Several direct and indirect methods have been used to determine patients’ medication adherence in CF. Among them, the Medication Adherence Rating Scale (MARS) describes an individual's medication adherence by evaluating attitudes about medications and actual medication-taking behavior (30). Using the MARS-5 questionnaire in this study as an objective measurement tool appears to be a more reliable and valid method for estimating compliance — rather than using self-report methods — by having the researcher read and explain the questions to the patients and parents.
5.1. Study Limitations
The major limitation of the present study is the lack of evaluation of the impact of adherence rates on clinical outcomes. The relationship between low adherence to medication and clinical variables with larger sample sizes from multicenter studies is needed to elucidate the complex relationships between adherence to treatment and various aspects of CF management. Moreover, additional factors such as parental age and the socioeconomic status of patients can be considered as influencing factors of medication adherence in future studies.
5.2. Conclusions
Non-adherence to inhalants, systemic antibiotics, gastrointestinal agents, and nutritional supplements is common in children and adolescents with CF, and adherence to one class of medication cannot predict adherence to others.
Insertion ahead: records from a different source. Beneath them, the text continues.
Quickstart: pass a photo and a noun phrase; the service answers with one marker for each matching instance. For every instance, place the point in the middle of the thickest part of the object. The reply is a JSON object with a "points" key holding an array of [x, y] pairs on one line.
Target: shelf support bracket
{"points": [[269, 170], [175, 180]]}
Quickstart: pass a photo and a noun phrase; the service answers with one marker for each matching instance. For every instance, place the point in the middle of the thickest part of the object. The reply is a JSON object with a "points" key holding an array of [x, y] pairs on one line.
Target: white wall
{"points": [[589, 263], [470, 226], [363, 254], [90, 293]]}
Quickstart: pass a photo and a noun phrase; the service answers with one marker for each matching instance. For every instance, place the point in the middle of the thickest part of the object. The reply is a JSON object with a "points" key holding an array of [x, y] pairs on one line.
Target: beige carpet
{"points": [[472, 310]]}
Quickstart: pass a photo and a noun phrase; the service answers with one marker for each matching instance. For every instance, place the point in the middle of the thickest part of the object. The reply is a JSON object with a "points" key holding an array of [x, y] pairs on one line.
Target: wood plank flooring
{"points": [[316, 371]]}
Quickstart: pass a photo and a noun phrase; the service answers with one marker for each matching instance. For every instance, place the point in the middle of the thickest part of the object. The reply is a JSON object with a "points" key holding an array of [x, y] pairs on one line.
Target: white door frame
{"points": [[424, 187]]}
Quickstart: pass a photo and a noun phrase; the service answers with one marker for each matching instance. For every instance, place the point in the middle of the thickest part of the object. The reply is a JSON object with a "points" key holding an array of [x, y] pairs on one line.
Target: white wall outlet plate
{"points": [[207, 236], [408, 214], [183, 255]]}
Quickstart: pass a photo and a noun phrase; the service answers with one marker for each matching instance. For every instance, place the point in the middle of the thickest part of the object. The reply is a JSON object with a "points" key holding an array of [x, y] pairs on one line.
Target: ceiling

Taking more than five drugs is associated with lower adherence to inhalants and systemic antibiotics. Additionally, living far from the medical center is related to lower adherence to inhalants and nutritional supplements. Conversely, a high education level of patients’ mothers increases the likelihood of perfect adherence to inhalants, systemic antibiotics, and gastrointestinal agents. Educational interventions with planned patient monitoring may be needed to improve medication adherence in the pediatric CF population.